Big-money bank depositors in the European Union have good reason to believe their funds will be targeted when the next group of banks require bailouts, given the remarks made Saturday by Olli Rehn, the European commissioner for economic and monetary affairs and the euro.
In an interview with Yle, Finland's national public-service broadcasting company, Rehn described the European Commission's current draft of a directive on bank safety that would incorporate the issue of investor liability in member states' legislation, according to Reuters.
"Cyprus was a special case," Rehn said, referring to the €10 billion ($13 billion) bailout the Mediterranean island country was provided last month by the so-called troika: the European Central Bank, European Commission and International Monetary Fund. "[B]ut the upcoming directive assumes that investor and depositor liability will be carried out in case of a bank restructuring or a wind-down."
Rehn added: "[T]here is a very clear hierarchy, at first the shareholders, then possibly the unprotected investments and deposits.
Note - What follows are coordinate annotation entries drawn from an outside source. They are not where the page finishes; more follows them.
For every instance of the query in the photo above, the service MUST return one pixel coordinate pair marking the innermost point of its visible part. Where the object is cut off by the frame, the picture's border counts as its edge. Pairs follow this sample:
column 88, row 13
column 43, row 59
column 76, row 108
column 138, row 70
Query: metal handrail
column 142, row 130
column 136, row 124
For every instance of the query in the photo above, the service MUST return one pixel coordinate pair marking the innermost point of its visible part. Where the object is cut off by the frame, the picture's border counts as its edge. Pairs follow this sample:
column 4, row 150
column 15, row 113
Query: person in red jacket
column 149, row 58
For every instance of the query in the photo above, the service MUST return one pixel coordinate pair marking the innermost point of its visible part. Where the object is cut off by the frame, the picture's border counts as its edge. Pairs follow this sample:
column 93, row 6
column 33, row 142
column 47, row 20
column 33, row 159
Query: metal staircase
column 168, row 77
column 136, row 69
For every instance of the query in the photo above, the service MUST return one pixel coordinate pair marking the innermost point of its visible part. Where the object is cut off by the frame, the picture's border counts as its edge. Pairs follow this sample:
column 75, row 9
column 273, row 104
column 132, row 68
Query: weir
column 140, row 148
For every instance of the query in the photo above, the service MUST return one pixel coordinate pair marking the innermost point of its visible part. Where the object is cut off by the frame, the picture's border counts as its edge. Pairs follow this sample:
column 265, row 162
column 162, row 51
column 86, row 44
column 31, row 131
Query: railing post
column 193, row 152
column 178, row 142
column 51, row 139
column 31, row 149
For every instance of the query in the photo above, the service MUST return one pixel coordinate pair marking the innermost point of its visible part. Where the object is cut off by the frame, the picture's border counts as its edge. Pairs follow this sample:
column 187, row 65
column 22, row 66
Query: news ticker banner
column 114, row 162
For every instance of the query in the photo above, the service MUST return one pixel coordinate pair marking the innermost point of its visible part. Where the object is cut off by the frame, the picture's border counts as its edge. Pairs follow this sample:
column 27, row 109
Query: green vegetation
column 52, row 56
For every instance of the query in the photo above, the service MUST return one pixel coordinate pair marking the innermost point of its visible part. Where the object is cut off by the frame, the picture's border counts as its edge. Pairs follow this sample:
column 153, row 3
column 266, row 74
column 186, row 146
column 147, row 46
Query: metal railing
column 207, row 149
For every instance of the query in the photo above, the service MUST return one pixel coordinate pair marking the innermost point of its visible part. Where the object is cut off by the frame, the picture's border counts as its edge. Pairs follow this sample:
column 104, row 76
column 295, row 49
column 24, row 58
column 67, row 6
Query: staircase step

However, the limit of €100,000 [$130,000] is sacred: Deposits smaller than that are always safe."
In the Cyprus situation, of course, deposits smaller than that were not always safe, as the nation's government initially attempted to raid them as well as deposits larger than that -- even though deposits of less than €100,000 are supposedly protected by state guarantees -- before widespread protests forced it to give up that plan.